While the United States has big plans for the Red Planet, the race for Mars could begin with Dubai in the United Arab Emirates.
A Danish architect says he will start building a Mars Science City as a first step in the bid to colonize the Red Planet in the coming decades. Bjarke Ingels said at the World Government Summit in Dubai on Monday that Dubai would be the first step of that journey, even though countries like the United States are leading the charge to build rockets to take mankind there.
Ingels, who Time named one of the 100 most influential people in the world in 2016, said that within a century humans will be the first species to inhabit another planet. It is certainly a big hurdle to get to Mars, expected to last three months to cross the 600 million kilometer distance between the Red Planet and Earth.

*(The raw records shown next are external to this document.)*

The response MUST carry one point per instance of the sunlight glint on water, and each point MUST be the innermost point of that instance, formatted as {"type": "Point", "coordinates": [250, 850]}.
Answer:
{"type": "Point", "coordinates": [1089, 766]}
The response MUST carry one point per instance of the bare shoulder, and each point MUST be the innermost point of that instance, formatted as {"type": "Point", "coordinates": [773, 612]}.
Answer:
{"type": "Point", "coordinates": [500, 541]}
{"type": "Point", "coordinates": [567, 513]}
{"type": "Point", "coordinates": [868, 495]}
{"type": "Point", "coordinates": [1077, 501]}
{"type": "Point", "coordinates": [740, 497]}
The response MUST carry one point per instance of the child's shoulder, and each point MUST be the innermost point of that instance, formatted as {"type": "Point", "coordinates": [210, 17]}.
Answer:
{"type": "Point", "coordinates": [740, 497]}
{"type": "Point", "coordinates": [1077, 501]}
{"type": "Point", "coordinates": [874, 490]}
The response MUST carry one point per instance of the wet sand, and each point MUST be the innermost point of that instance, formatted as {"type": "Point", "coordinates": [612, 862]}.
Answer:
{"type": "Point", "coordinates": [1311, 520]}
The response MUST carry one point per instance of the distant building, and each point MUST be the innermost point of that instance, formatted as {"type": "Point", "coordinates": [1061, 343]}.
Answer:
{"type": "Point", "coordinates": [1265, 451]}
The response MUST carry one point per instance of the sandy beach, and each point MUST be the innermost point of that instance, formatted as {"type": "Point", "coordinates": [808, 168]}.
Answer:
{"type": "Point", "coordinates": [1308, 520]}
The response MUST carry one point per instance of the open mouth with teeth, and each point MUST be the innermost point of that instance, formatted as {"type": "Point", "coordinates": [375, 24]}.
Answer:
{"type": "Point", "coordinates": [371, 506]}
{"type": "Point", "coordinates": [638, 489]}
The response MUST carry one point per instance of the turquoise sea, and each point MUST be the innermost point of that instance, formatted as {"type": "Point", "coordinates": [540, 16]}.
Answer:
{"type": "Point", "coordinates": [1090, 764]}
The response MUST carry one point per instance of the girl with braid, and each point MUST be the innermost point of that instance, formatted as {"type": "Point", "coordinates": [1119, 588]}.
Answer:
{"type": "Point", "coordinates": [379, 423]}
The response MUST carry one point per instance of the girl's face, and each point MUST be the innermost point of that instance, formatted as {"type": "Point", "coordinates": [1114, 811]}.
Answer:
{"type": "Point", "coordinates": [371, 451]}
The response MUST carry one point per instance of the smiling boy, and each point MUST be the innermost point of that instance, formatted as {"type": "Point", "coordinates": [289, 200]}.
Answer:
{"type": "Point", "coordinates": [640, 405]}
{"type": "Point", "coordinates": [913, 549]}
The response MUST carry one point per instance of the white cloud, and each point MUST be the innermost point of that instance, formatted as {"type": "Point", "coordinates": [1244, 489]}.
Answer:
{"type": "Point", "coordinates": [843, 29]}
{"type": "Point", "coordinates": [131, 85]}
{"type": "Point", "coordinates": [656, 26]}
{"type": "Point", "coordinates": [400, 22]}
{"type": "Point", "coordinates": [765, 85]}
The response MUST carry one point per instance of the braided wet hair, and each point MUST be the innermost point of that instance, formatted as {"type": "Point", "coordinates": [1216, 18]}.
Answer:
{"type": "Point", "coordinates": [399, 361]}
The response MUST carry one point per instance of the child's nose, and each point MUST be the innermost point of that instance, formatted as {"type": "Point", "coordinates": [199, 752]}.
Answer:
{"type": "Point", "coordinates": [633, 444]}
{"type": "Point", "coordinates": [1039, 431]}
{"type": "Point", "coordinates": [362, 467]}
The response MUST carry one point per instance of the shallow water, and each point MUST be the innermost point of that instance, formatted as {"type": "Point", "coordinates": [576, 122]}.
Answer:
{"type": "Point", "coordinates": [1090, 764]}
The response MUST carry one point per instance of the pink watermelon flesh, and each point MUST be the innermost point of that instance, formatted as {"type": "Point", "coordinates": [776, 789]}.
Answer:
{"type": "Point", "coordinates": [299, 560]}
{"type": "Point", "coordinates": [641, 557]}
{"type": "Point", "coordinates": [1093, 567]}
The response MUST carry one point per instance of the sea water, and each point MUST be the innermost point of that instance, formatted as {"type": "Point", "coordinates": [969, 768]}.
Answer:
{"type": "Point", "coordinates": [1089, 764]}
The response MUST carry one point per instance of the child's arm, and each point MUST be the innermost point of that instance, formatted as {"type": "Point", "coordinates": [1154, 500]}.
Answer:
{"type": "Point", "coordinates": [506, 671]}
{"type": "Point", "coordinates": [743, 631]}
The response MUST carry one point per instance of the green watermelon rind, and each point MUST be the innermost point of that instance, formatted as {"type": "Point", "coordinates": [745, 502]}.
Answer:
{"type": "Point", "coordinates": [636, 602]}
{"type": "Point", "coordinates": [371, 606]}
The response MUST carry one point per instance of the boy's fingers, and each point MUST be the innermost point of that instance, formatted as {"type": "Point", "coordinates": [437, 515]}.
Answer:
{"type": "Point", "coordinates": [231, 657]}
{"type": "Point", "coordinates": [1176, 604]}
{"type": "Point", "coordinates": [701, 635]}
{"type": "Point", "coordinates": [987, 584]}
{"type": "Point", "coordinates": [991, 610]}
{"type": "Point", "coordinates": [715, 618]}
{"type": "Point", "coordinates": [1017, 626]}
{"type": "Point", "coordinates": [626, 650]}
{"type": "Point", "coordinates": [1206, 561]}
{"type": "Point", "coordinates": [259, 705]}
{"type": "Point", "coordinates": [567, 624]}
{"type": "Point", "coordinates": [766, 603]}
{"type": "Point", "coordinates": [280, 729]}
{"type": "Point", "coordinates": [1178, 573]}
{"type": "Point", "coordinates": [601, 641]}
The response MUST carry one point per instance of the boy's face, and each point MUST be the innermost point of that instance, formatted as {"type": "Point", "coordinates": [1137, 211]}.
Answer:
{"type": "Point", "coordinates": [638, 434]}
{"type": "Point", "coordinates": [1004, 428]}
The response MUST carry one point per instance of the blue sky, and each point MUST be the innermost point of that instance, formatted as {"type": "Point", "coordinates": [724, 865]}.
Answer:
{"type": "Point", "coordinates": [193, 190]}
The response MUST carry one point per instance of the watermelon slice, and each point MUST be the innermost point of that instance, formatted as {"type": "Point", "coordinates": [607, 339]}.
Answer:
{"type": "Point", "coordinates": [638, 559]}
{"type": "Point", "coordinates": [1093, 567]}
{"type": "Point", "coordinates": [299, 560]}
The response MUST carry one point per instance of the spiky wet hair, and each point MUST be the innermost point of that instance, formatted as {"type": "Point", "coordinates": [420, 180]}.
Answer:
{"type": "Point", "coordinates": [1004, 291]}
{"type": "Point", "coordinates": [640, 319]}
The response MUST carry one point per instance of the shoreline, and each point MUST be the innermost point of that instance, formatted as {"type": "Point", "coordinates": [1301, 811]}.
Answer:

But the first step will be to build a Mars Science City, which will happen in Dubai, Ingels said. The project was actually announced last September in Abu Dhabi, and it will simulate life on Mars with laboratories for food, energy, and water.
The Dubai Future Foundation is planning on an Emirates city on Mars by 2117, and this will be part of that step.
That is certainly behind the timetable of other projects, including NASA’s, which hopes to start a colony in the 2030s, and Elon Musk of SpaceX, who thinks it can be done by the mid 2020s. His recent launch of a Falcon Heavy rocket is widely seen as a big first step to that goal, as the rocket is big enough and powerful enough to send mankind on the long of a journey.